DPPH radical scavenging of methanolic extracts varied significantly among different parts of C. colocynthis. However, the highest radical scavenging potentioal was found in fruit pulp as compared to the other parts. Indeed, colocynthin content was comparatively higher in fruit pulp of C. colocynthis as compared to that of the other plant parts. Therefore, the colocynthin content may be one of the constituents of the fruit pulp of C. colocynthis responsible for the antioxidant activity.

The wound healing study showed that the ointments from the methanolic extract of C. colocynthis resulted in an improved wound closure rate and significant reduction in healing time as compared with control group Ⅰ. These results enhanced wound healing progression and noticeable wound margin hydration resulting from skin regeneration. The transformation activity of the ointment that increased statistically significant enhanced cellular proliferation against wound healing. The estimation of hydroxyproline indicates that a significant increase in hydroxyproline content of granulation tissue is responsible for synthesis of collagen, which is the predominant protein responsible for the wound healing[18].

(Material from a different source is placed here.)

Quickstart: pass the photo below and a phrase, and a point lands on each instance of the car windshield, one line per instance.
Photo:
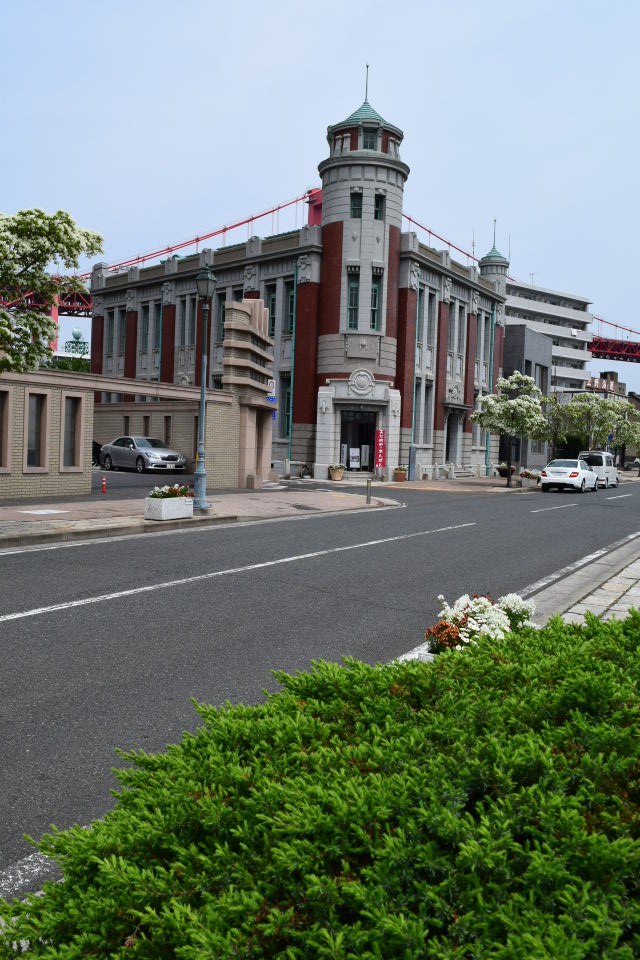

In present study, GC-MS and HPLC based metabolite profiling was applied to various parts of C. colocynthis in order to analyse metabolites of potential dietary supplements or nutraceutical applications could be explored as potent free radical scavenging activity. The chemically diverse metabolites were detected in semipolar and non-polar extracts of different parts of C. colocynthis.Colocynthin content was higher in fruit pulp and lowest in leaves in the methanolic extracts of C. colocynthis. The results show that the methanolic extract of fruit pulp has a significant effect on DPPH scavenging free radicals in vitro, wound healing and hydroxyproline content in experimental animals. Earlier workers have reported that methanolic and aqueous methanolic extracts of leaves and fruit of C. colocynthis possess antioxidant activity in vitro[19]. The results of wound healing study strongly indicated that 10% methanolic extract of C. colocynthis fruit pulp may be a potential candidate for wound care because of its positive influence on various phases of the healing process. DPPH radical scavenging and wound healing activities of fruit pulp extracts may be attributed to the higher content of colocynthin in C. colocynthis. A very high concentration of colocynthin in fruit pulp and the substantial quantity of 2,4-di-tert butyl phenol, squalene and δ-tocopherol in leaves make the taxa as a new potential source of healthcare products.

Conflict of interest statement

The authors have no conflict of interests.

Acknowledgements

Financial support from the Council of Scientific and Industrial Research (CSIR), New Delhi is gratefully acknowledged. The authors are thankful to Director CSIR-NBRI, Lucknow, for providing the needed facilities.